This is Deborah Harrington’s speech to the Fighting for Hartlepool Hospital rally on Saturday 15th October, as read by Steven Carne from 999 Call for the NHS
First of all I would like to say how sorry I am not to be here today.
I wanted to start by telling you about something I witnessed at a major London hospital recently after a physiotherapy appointment. I was at the bus stop, waiting for my bus home, when two security guards came out of A&E pushing a wheelchair. In it was a man who looked semi-comatose. At the bus stop one security guard tipped the wheelchair, while the other helped the man out. He couldn’t stand. They laid him down on the ground and left him there. It was a cold, wet day. His shirt and jacket were twisted up and I could see his back. It was covered in what looked like fresh burns. I called out to the security guards. They replied that he didn’t need emergency treatment so had no business being there. He was ‘just a drunk’.
There’s no good end to this story, I failed to do anything heroic about it, I’m not recounting it for that. I am telling you because I need you to know that that is what an NHS run on the financial ‘bottom line’ looks like, a business where targets mean more than people, not a service based on care and compassion.
If your reaction is that ‘people like that are abusing the NHS’ or ‘I don’t want my taxes being used to pay for drunks’, ‘it’s his own fault’, or ‘what’s that got to do with saving my local hospital’ then my answer is ‘everything’.
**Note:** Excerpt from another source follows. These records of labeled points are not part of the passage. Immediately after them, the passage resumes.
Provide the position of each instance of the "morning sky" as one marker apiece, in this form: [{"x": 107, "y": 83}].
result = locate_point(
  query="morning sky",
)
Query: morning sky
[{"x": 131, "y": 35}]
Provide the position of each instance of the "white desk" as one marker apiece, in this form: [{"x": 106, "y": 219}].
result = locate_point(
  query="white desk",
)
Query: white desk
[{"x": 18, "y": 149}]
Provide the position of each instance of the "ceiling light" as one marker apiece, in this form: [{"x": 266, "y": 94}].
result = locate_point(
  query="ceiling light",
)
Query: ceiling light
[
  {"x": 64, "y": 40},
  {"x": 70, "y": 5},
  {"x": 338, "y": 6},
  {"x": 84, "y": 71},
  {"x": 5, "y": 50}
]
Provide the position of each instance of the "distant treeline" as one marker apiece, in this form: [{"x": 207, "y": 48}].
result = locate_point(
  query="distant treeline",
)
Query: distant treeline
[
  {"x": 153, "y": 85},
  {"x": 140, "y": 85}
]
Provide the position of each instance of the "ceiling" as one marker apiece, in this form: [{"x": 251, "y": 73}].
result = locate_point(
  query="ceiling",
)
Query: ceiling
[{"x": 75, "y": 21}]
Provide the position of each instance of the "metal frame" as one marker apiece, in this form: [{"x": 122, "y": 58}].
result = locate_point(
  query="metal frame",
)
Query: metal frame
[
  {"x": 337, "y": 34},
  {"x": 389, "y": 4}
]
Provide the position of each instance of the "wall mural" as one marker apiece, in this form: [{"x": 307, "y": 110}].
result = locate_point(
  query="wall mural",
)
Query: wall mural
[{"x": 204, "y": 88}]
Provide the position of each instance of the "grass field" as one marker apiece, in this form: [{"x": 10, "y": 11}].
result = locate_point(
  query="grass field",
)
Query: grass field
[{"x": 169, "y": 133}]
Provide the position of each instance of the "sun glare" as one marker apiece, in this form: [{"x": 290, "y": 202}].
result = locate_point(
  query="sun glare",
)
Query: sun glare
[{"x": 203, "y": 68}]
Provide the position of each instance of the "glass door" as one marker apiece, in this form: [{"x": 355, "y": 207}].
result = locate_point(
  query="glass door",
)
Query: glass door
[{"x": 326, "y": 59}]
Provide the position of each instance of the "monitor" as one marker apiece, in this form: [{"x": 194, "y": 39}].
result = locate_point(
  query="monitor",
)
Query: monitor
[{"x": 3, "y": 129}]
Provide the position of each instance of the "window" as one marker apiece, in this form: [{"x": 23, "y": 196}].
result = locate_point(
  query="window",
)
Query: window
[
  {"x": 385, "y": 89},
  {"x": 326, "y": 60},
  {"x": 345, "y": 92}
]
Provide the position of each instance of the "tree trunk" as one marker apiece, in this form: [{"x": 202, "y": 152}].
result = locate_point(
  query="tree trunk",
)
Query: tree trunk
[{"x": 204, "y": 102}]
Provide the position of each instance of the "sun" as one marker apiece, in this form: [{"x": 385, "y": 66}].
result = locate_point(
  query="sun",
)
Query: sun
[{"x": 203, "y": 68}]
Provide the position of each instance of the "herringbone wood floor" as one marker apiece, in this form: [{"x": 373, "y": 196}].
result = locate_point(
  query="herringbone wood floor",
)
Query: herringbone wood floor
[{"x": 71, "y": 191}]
Ever since the NHS was created it has been attacked by those who dislike it on principle using the same arguments over and over again. We have a growing population. We have an ageing population. People will keep demanding more if it’s free. If you let tourists use it the same as us then it’s not fair on those who pay. And during the baby boom years the ‘ageing population’ argument became a ‘too many babies’ argument. And they say that we will never, ever, be able to bear the cost.
The NHS is nearly 70 years old. So are all those arguments. And they are no more true now than they ever were.
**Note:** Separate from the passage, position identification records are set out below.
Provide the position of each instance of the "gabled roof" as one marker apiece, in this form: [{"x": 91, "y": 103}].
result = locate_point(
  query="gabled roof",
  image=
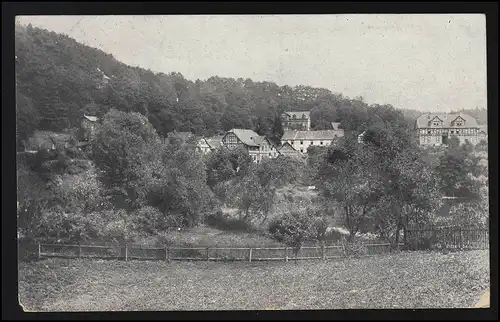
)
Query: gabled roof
[
  {"x": 287, "y": 146},
  {"x": 246, "y": 136},
  {"x": 214, "y": 141},
  {"x": 483, "y": 128},
  {"x": 298, "y": 114},
  {"x": 424, "y": 119},
  {"x": 184, "y": 135},
  {"x": 91, "y": 118},
  {"x": 46, "y": 139},
  {"x": 312, "y": 135},
  {"x": 335, "y": 125}
]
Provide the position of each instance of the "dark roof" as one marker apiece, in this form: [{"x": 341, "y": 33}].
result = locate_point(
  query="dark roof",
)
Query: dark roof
[
  {"x": 312, "y": 135},
  {"x": 91, "y": 118},
  {"x": 335, "y": 125},
  {"x": 299, "y": 114},
  {"x": 214, "y": 141},
  {"x": 45, "y": 139},
  {"x": 423, "y": 121},
  {"x": 246, "y": 136},
  {"x": 184, "y": 135}
]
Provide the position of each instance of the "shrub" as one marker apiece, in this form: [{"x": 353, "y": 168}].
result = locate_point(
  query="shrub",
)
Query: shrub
[
  {"x": 149, "y": 220},
  {"x": 224, "y": 222},
  {"x": 354, "y": 247},
  {"x": 294, "y": 229}
]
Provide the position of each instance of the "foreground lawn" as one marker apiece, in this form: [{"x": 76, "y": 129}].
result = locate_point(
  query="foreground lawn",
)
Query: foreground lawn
[{"x": 404, "y": 280}]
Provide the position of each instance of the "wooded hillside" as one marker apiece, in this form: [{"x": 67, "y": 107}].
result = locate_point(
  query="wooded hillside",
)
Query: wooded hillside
[{"x": 59, "y": 79}]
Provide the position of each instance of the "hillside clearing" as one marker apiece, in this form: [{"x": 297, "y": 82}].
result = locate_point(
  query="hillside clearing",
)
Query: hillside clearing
[{"x": 454, "y": 280}]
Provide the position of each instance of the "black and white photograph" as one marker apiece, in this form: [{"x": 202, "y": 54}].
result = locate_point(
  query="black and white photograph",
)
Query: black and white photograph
[{"x": 252, "y": 162}]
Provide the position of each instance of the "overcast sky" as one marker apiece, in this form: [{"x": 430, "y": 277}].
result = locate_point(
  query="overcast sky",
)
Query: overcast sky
[{"x": 425, "y": 62}]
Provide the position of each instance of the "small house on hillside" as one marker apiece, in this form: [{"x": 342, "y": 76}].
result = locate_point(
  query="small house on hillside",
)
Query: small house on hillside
[
  {"x": 257, "y": 146},
  {"x": 483, "y": 133},
  {"x": 301, "y": 140},
  {"x": 89, "y": 126},
  {"x": 206, "y": 145},
  {"x": 288, "y": 150},
  {"x": 335, "y": 126},
  {"x": 296, "y": 120},
  {"x": 46, "y": 140}
]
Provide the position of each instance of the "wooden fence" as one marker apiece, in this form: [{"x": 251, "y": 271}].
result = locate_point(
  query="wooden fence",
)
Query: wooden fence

I could rattle off statistics, percentages and billions of £s, but I am not going to take up your time. I will stick instead with this:
The NHS is political, and all political parties over the last 30 years have allowed the arguments against the NHS to be heard louder and louder.
Now we have to make sure we make our arguments loud and simple and strong in response.
We want an NHS which is accessible. That means GPs and hospitals which provide acute care within easy reach of where we live.
We want an NHS which is comprehensive. That means it doesn’t target people’s lifestyles and blame them for their illnesses.
We want an NHS which is universal. And that means treating the street homeless drunk and the newly arrived migrant as well as those we think of as ‘deserving’, the ‘people like us’.
We need to fight for these principles, which can only be delivered by a publicly owned and provided service. And we need to do it with as much ferocity as the attacks that have been made repeatedly since the NHS was created.
Otherwise it won’t be just that drunk being turfed out on the street. It will be you and it will be me. Or someone just like us.